NASA's InSight mission is revealing valuable information about Mars. From recording dozens of earthquakes to the mysterious magnetic pulses that are news these days. They could be lags of an old magnetic field that the red planet had. Not so long ago: a few billion years.
The lost field
The probe data shows that the magnetic field at the landing site on Mars is 10 times stronger than expected. Scientists believe they are generated in nearby sources. It fluctuates on time scales from seconds to days, according to a study published in the journal Nature Geoscience. It is detailed in a statement Catherine Johnson, a professor at the University of British Columbia. She is the lead author of the report.
Before this mission, the best estimates of Martian magnetic fields came from satellites that orbited high above the planet. These new data are the most detailed about this phenomenon.
“Ground level data gives us a much more sensitive image of magnetization in smaller areas. They tell us where it comes from, ”Johnson abounds.

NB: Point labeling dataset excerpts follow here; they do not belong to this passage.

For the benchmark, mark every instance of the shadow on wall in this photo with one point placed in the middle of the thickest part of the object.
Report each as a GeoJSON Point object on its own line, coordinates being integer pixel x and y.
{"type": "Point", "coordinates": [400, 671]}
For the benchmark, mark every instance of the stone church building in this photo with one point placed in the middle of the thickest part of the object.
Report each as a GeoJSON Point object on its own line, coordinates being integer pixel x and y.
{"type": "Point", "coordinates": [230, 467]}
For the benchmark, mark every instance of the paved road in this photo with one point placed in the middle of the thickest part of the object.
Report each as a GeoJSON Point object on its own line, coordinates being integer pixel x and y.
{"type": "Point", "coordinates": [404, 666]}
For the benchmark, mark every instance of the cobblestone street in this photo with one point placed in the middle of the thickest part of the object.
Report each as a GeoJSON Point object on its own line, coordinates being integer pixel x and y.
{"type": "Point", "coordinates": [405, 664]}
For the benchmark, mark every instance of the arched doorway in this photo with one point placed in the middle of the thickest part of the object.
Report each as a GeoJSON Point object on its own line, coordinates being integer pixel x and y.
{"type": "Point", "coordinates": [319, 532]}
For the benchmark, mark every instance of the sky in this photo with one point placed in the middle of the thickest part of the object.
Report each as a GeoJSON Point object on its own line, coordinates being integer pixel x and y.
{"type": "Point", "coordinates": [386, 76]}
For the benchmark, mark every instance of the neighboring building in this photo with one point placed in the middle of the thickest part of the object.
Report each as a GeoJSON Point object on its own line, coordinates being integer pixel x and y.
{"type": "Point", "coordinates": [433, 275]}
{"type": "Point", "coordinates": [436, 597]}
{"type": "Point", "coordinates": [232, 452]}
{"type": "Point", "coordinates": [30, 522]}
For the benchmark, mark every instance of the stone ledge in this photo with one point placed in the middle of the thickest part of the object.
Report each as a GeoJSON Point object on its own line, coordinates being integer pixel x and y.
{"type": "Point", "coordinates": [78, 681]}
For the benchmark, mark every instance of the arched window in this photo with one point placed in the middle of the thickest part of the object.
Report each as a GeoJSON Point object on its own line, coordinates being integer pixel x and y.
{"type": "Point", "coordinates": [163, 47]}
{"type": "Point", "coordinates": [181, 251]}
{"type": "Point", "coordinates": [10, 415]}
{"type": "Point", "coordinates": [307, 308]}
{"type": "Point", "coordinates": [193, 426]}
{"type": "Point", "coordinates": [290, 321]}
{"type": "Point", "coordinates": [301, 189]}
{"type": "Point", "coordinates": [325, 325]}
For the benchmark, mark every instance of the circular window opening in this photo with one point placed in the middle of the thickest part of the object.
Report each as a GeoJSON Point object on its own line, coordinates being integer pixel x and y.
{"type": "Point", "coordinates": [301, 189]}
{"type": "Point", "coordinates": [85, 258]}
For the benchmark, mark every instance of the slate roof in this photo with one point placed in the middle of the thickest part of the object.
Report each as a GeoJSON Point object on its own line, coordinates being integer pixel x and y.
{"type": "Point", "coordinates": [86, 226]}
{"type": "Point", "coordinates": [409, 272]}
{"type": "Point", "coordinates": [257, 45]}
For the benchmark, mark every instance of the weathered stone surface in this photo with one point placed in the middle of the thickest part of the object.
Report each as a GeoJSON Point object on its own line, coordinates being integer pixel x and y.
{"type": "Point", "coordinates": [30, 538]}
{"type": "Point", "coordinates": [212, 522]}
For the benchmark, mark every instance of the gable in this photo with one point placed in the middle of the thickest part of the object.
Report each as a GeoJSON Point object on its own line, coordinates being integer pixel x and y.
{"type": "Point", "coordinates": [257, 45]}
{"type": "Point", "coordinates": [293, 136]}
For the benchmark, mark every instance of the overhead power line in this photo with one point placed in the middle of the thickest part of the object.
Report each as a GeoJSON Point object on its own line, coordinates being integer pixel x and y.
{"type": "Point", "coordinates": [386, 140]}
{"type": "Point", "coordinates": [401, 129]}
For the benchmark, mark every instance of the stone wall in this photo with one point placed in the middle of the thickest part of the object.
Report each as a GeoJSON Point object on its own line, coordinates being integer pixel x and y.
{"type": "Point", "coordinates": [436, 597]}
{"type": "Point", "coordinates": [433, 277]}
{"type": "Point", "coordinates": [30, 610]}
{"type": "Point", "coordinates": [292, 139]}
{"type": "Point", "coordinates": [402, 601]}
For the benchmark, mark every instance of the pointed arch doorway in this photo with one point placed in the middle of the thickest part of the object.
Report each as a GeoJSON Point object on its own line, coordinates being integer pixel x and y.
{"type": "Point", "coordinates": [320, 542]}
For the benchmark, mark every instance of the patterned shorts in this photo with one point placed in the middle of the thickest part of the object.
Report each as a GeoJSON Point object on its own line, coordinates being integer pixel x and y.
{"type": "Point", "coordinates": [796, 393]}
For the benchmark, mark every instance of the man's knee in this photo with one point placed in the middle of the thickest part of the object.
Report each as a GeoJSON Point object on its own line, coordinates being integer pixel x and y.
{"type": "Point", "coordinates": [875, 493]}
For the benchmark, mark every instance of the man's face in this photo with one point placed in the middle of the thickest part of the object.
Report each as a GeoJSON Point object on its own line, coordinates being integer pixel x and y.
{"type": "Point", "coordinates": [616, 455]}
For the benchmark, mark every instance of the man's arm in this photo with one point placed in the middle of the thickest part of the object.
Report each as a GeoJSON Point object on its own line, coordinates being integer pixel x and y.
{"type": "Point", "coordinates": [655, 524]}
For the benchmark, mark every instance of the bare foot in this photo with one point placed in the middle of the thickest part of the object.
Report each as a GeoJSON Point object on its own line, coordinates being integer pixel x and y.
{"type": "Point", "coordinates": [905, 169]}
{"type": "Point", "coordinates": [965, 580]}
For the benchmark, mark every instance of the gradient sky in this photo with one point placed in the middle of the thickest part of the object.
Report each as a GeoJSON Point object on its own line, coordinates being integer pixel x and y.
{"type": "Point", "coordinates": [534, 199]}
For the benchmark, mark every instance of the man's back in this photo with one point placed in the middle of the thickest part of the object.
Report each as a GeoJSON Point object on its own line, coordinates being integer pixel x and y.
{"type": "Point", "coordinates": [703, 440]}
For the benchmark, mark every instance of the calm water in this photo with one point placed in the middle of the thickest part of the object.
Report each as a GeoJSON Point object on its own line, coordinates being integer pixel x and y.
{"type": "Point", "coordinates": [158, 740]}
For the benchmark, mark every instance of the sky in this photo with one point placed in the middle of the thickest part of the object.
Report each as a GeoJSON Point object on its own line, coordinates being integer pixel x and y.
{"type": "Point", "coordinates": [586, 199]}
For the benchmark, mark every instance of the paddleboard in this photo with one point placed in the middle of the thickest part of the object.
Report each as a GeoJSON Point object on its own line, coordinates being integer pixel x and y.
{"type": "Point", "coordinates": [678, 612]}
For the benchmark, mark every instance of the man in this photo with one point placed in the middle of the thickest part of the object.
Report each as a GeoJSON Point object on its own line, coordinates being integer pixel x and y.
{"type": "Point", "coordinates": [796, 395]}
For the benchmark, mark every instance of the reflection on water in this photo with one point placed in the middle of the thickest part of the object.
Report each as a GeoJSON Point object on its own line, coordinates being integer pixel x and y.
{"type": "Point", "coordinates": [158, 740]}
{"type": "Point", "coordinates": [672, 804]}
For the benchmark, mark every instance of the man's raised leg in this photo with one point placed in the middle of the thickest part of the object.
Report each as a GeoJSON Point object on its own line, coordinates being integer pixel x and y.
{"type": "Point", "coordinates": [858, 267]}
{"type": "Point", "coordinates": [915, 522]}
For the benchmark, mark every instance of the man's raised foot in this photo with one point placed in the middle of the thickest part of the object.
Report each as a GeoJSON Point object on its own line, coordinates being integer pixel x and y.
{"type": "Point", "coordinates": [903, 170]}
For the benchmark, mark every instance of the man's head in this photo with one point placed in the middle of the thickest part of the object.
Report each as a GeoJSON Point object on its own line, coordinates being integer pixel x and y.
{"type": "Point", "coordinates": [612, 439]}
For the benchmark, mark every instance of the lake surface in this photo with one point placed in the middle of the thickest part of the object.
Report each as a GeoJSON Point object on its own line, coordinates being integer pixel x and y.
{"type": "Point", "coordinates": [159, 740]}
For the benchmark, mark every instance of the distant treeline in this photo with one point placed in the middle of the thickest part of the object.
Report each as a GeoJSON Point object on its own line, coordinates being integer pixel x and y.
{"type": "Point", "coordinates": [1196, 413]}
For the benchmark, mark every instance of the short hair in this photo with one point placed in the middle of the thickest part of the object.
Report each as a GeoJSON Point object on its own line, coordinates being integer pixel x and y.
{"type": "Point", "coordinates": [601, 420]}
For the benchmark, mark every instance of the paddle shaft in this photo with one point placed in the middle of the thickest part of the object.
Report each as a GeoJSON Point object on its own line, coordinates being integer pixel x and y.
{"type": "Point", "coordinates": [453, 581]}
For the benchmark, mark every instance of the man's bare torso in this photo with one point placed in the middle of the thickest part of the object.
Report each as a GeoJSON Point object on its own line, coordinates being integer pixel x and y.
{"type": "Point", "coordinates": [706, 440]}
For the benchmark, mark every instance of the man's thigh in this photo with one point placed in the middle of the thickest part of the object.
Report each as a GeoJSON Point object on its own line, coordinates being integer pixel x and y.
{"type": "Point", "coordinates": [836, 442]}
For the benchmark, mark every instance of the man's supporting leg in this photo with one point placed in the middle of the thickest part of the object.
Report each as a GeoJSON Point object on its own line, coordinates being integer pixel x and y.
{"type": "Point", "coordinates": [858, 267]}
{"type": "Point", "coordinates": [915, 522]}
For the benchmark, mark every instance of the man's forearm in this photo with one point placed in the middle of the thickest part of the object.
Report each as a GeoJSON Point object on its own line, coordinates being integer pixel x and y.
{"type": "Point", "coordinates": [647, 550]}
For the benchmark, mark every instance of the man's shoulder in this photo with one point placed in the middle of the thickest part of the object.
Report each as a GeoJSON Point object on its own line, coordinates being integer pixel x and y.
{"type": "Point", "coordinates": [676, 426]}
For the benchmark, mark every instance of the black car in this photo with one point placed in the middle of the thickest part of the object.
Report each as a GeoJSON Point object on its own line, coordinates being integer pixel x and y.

Scientists already knew that Mars had an ancient magnetic field. It mysteriously went out. Most of the rocks on the surface are too young to have been magnetized by this ancient field. The registered field must come from deeper areas.
Looking below
“We believe that it comes from much older rocks that are buried. Up to ten kilometers underground, ”said Johnson. “We would not have been able to deduce this without the magnetic data. The geological and seismic information is provided by InSight. ”
The InSight sensor captured fluctuations in the magnetic field between day and night. And the mysterious brief magnetic pulses around midnight, which last only a few minutes.
It is due, among other things, to the solar wind and the remaining magnetic field of Mars. “What we are getting is an indirect image of the atmospheric properties of Mars. How charged it becomes and what currents are in the upper atmosphere, ”explained co-author Anna Mittelholz. She is a postdoctoral fellow at the University of British Columbia.
In fifteen months of presence on Mars, the InSight robot and its seismograph have already detected almost 500 tremors.
After 6 months of space travel, the NASA probe landed in November 2018 on the Elysium Martian plain. It allows for the first time that humanity sticks its ear to the ground of the planet.
The earthquakes have not exceeded 4 degrees. Researchers are still waiting for an earthquake with a greater magnitude. Knowing the composition of the red planet will help you understand how it formed. And why the water from its lakes and rivers evaporated about 3.5 billion years ago.